More EU drugmakers to benefit from Mutual Recognition Agreement

By Flora Southey contact

- Last updated on GMT

GettyImages/rzdeb
GettyImages/rzdeb
The Czech Republic, Greece, Hungary, and Romania have joined the EU-US Mutual Recognition Agreement, a deal which aims to simplify cross-Atlantic site inspections.

The US Food and Drug Administration (FDA) announced their inclusion in the alliance this week, which enables drug and active pharmaceutical ingredient (API) manufacturing plant inspections to be mutually recognised in their respective territories.

The Mutual Recognition Agreement​ – signed between the European Medicines Agency (EMA) and the US FDA in March last year – already recognises​ good manufacturing practice (GMP) inspections carried out in Austria, Croatia, France, Italy, Malta, Spain, Sweden, and UK.

Mutual benefits for regulators include being able to rely on each other’s inspections to avoid duplication, and making better use of inspection resources to focus on higher risk sites, said the EMA.

Industry group Medicines for Europe agreed the inclusion for four additional EU Member States will benefit regulatory authorities.

“For regulators, this will enable them to focus limited inspectorate resources on higher risk inspections and work which is in the best of interest of patient protection,” ​director general Adrian van den Hoven told us.

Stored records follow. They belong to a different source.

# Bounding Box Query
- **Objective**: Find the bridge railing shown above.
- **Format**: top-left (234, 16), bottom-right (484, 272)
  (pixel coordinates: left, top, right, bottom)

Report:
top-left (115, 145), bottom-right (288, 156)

It is a great opportunity to boost economic and regulatory cooperation between the EU and the US, he added.

And for industry?

Eastern Europe has a large pharmaceutical manufacturing base, especially for generic and biosimilar medicine production, said van den Hoven, who argued the decision is “very important for our industry for the future.”

While this decision will not directly improve market access for Eastern European countries – as the companies exporting to the US already have US FDA GMP approval – over time, it will reduce the number of duplicate inspections, we were told.

As a result, time and resources of both companies and inspectors will be saved, he added.

“This is an important step forward to ensure the mutual recognition agreement on good manufacturing practice will cover the whole EU & US territories.”